News Day editor, Conway Tutani has argued that currency reforms by the finance minister, professor Mthuli Ncube were common practice globally.
His remarks follow the ban on the use of all foreign currencies for domestic transactions. Tutani notes that states often adopt controls which allow them to better manage their economies by controlling the inflow and outflow of currency.
Tutani writes:
So, the idea and principle behind Ncube’s decision is economically sound. Turning to the United States, yes, forex trading is allowed there, but the industry is much more regulated nowadays to prevent excessive trading and speculation that can drastically magnify risks and losses.
For forex trading, the US Commodities and Futures Trading Commission is the regulatory body.
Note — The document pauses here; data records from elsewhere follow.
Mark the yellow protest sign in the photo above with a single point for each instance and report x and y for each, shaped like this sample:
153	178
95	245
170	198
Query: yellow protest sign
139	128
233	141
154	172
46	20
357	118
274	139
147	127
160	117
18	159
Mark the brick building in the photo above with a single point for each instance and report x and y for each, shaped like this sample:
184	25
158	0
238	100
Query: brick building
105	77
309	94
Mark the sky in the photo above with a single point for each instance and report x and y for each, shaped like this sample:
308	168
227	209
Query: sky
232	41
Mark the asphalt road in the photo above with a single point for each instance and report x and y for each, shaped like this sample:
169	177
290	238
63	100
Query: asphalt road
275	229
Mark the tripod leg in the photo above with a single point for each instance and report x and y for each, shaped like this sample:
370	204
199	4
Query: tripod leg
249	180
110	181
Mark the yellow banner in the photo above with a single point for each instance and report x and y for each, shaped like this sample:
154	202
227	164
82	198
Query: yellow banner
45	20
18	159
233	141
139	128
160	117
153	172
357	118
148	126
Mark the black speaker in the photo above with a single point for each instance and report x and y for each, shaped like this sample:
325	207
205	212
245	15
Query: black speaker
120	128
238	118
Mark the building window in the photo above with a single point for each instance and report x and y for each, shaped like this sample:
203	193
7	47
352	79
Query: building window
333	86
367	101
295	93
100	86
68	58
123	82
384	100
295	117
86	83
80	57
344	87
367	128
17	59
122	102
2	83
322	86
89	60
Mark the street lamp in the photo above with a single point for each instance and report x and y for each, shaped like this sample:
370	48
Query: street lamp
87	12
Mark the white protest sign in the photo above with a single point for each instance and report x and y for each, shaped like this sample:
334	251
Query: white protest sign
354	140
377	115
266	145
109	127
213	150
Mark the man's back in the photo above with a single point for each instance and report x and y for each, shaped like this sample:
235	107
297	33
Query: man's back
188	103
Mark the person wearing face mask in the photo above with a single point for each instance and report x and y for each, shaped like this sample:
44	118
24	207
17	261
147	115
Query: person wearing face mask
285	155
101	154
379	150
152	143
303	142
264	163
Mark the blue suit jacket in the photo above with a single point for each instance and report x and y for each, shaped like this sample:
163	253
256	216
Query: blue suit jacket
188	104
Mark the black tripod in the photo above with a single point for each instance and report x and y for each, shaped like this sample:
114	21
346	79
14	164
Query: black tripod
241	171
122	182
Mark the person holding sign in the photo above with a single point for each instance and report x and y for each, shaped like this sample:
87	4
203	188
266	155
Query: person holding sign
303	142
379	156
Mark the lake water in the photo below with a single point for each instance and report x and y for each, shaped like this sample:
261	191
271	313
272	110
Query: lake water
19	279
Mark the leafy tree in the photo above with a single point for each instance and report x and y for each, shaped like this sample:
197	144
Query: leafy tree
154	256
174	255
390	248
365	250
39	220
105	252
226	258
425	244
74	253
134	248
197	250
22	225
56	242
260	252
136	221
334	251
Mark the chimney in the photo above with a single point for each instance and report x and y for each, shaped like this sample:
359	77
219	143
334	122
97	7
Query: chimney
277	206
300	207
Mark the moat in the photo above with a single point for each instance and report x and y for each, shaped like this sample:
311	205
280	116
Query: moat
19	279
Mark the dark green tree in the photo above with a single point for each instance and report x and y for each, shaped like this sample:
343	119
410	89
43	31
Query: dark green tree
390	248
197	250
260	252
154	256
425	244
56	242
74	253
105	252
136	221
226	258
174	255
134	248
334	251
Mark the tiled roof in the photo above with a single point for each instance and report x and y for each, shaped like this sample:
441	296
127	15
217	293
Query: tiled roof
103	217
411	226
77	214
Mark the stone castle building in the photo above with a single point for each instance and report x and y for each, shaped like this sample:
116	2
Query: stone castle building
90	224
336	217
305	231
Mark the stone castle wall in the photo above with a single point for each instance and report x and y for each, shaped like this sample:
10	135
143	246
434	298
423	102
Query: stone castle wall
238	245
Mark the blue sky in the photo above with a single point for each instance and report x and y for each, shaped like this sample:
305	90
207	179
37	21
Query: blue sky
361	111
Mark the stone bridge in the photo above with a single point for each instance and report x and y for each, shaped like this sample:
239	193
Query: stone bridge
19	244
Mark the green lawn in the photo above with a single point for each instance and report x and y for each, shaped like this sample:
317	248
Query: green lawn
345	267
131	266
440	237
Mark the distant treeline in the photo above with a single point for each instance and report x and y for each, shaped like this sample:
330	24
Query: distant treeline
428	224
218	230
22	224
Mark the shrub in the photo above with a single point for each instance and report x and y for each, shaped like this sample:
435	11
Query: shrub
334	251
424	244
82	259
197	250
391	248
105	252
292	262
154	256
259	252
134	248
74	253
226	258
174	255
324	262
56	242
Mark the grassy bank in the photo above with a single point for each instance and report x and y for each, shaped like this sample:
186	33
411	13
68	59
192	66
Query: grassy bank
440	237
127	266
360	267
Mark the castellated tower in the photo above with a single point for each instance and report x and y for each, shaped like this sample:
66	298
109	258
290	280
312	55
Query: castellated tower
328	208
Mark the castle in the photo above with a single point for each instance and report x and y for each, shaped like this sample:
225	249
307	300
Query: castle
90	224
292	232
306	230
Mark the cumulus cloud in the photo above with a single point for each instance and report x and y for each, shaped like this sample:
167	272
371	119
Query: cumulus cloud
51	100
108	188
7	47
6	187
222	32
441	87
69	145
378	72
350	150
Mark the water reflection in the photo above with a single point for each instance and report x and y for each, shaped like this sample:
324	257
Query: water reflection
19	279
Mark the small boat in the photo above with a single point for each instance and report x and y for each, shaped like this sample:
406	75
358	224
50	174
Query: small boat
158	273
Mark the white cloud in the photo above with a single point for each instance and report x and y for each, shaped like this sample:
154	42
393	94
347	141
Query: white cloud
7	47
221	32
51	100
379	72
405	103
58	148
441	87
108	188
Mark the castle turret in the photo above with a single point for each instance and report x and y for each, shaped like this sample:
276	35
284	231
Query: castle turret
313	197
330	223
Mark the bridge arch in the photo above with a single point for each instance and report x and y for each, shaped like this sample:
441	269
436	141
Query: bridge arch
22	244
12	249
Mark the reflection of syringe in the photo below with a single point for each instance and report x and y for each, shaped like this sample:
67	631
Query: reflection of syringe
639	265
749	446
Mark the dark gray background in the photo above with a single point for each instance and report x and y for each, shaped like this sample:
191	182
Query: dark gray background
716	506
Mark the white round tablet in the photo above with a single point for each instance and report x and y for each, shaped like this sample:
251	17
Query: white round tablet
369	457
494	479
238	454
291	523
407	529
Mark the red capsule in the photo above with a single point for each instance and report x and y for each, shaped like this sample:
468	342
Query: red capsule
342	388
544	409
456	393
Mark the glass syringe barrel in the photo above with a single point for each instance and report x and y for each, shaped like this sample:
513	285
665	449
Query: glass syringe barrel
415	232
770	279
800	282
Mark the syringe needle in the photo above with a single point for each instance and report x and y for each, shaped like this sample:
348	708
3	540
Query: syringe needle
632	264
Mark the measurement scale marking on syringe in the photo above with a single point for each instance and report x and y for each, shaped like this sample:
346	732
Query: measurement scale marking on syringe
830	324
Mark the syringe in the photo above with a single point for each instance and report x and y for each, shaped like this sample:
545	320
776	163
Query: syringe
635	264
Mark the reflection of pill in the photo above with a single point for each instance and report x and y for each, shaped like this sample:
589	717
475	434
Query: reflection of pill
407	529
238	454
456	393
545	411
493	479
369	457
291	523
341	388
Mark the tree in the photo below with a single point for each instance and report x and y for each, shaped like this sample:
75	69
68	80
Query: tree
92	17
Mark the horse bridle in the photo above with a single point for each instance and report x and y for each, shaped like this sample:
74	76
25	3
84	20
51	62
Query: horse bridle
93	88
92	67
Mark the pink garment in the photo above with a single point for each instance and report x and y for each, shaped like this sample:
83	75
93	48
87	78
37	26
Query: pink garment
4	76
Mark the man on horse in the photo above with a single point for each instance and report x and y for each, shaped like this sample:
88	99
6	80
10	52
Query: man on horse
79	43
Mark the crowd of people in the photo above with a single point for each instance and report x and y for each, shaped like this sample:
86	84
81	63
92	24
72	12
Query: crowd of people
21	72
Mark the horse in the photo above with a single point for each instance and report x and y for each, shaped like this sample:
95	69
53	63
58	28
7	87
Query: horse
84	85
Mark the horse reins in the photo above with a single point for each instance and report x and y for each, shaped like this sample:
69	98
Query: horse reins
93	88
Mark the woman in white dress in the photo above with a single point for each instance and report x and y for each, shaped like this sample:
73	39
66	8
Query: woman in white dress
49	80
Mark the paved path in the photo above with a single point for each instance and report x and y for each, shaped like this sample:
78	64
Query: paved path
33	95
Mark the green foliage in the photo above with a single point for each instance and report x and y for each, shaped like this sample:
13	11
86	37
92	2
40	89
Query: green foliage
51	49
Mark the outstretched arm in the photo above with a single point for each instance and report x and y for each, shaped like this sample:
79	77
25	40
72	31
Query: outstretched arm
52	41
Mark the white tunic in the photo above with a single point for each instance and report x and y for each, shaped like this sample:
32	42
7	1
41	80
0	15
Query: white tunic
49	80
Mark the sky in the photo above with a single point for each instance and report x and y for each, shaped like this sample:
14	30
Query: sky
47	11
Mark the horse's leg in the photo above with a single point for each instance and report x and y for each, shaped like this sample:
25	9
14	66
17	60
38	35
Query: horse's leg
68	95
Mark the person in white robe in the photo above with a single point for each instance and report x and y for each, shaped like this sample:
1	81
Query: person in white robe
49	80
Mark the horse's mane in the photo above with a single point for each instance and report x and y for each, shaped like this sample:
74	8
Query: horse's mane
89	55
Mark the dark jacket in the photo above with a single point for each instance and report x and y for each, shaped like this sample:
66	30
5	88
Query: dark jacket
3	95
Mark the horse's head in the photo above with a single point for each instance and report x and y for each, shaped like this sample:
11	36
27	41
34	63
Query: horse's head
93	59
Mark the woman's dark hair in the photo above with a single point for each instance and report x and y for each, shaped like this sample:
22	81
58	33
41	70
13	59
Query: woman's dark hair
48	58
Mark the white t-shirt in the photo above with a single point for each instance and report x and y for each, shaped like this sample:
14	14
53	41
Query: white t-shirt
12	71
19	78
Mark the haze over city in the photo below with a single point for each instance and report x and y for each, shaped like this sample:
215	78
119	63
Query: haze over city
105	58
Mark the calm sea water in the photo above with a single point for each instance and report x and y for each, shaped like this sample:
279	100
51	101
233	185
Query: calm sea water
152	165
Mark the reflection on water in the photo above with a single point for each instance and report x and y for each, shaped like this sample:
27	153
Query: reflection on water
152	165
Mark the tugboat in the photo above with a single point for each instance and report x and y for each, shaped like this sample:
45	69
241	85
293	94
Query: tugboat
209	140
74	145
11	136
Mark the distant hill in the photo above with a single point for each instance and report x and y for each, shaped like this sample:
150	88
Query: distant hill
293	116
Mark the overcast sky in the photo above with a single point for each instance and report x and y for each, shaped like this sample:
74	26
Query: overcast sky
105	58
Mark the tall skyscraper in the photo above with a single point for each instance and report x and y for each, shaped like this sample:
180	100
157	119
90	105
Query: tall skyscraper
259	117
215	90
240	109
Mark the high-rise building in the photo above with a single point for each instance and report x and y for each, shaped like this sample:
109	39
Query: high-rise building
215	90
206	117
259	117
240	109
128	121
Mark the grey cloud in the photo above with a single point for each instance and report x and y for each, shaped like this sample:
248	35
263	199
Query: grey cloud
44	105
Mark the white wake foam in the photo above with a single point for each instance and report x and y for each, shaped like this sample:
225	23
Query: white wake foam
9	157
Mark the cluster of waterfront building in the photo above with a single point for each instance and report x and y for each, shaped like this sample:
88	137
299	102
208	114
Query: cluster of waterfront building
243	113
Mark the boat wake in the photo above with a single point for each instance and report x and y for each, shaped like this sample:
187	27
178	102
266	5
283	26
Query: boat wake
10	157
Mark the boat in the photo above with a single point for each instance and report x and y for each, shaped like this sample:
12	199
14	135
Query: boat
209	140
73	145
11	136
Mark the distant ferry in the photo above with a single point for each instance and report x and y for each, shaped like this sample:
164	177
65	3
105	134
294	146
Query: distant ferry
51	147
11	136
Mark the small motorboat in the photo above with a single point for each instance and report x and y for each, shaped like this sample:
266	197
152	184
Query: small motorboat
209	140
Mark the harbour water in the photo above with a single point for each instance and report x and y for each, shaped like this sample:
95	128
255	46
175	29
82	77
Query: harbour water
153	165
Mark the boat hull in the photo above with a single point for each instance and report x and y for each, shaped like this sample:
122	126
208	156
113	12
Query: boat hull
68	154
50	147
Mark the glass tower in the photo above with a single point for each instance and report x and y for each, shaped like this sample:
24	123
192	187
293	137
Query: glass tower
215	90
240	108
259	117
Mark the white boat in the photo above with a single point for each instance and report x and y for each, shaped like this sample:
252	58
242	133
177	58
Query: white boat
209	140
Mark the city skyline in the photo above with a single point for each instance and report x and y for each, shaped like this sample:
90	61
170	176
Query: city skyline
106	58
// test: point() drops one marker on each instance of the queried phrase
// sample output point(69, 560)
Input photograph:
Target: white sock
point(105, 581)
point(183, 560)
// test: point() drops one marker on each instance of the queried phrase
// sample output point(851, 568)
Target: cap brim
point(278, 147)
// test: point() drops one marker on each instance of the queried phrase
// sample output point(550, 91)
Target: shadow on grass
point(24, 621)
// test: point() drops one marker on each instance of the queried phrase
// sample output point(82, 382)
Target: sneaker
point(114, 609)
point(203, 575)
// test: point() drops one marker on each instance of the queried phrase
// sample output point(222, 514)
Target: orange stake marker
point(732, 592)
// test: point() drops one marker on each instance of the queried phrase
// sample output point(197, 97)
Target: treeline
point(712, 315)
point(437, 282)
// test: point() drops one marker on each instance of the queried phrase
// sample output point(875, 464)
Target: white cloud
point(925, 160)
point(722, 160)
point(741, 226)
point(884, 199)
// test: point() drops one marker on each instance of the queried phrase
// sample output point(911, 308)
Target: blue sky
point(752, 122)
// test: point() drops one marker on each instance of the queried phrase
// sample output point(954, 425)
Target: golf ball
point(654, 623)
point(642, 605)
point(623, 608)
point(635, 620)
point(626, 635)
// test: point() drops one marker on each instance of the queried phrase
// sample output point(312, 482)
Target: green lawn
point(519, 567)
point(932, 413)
Yes, there is no laissez-faire; there are stringent regulations and restrictions. As one can see, the economic prescription is the same whether one is in Zimbabwe or in the US. So, forex controls do not make Zimbabwe any less democratic, as some elements in civil society allege, or the US any more despotic.
Tutani further argues that the currency measures are meant to cushion the majority who have limited to no access to foreign currency. The editor observes that the economy, left alone, was slowly dollarising making life difficult for many. The quasi currency was losing value against the US$ at a faster rate thereby deteriorating the salaries of several workers.